There I was, the other week, thinking that the pantomime season was behi-i-i-i-i-nd me, when my wife, Jane, flourished tickets for the annual panto at Richards Castle village hall. We went with the children on Saturday evening, and, in fairness, the Richards Castle panto turned out to be quite a phenomenon.

Richards Castle is a village of about 300 souls on the Shropshire-Herefordshire border. As in many villages in these parts, the houses are dotted about the countryside; there's no main drag with a post office, two pubs and a war memorial. Yet the community spirit there is intoxicating. Those locals who weren't in the panto, or working behind the scenes, were in the audience. And although we are outsiders, from fully 10 miles away, we did enjoy ourselves hugely – partly, it has to be said, because the panto was set in the Wild West and there was something richly comical about broad Herefordshire vowels infiltrating the Dodge City accents.

None the less, we left full of admiration, wondering whether we should try to initiate something similar in Docklow, perhaps with Roger and Jean from the King's Head as Prince Charming and Cinderella. Which suggestion should get me a free pint next time I go in there. Well, I could have said the Ugly Sisters.

Bogged down in the Marches

My thanks to all those readers who have taken the trouble to write with the answer to my query last week about the meaning of Marches, as in the Welsh Marches, where we now live. Sue Johnson from Otham in Kent explains that in Scotland "to march with" still means "to border upon". She could therefore say, she adds, that "the Smiths' garden marches with mine on the east side". Which would get her some funny looks from the Smiths, but never mind.

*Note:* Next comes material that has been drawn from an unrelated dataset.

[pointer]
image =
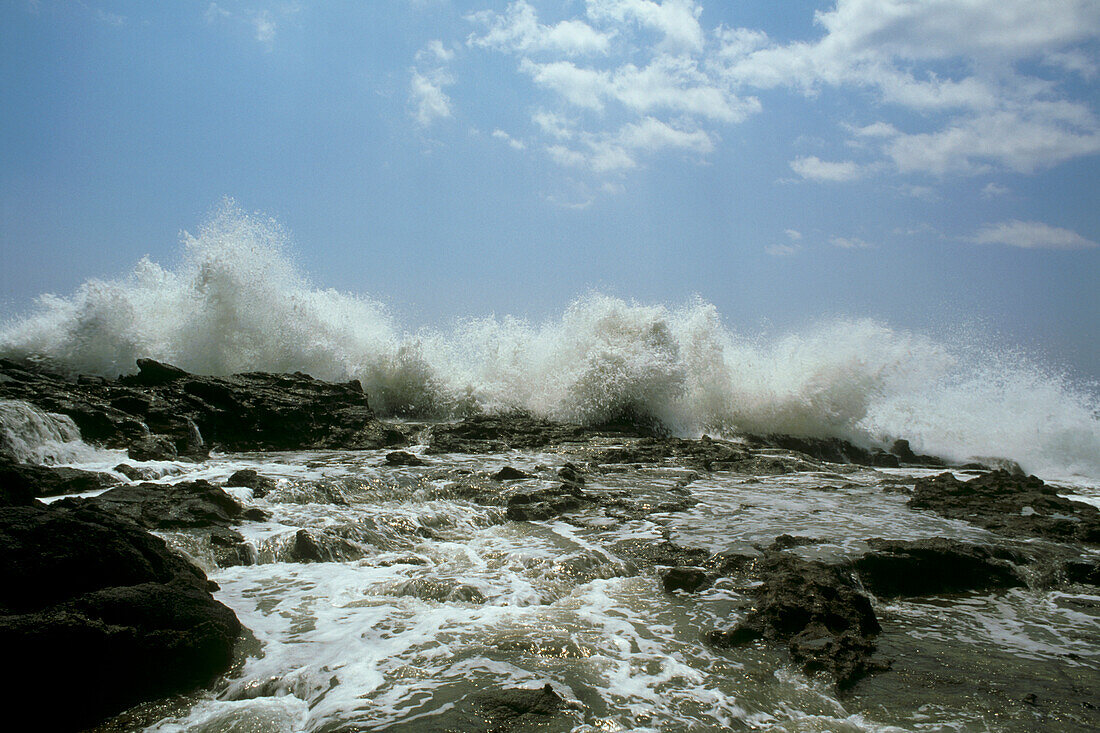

Incidentally, not least of the pleasures of writing this column is the feedback it elicits. And I am particularly indebted – as Cyril Fletcher used to say on That's Life! – to Doctor Norman Mills, who has e-mailed me to say that he was amused by my recent reference to the topographical feature that is visible from our garden, the splendidly named Lord Hereford's Knob.

"Back in the Sixties," writes Dr Mills, "my late mother was amused to see on a map another feature, which is not far from Lord Hereford's Knob, called Myarth. Perhaps you have no need to worry unless and until you can claim to see both at the same time." Indeed.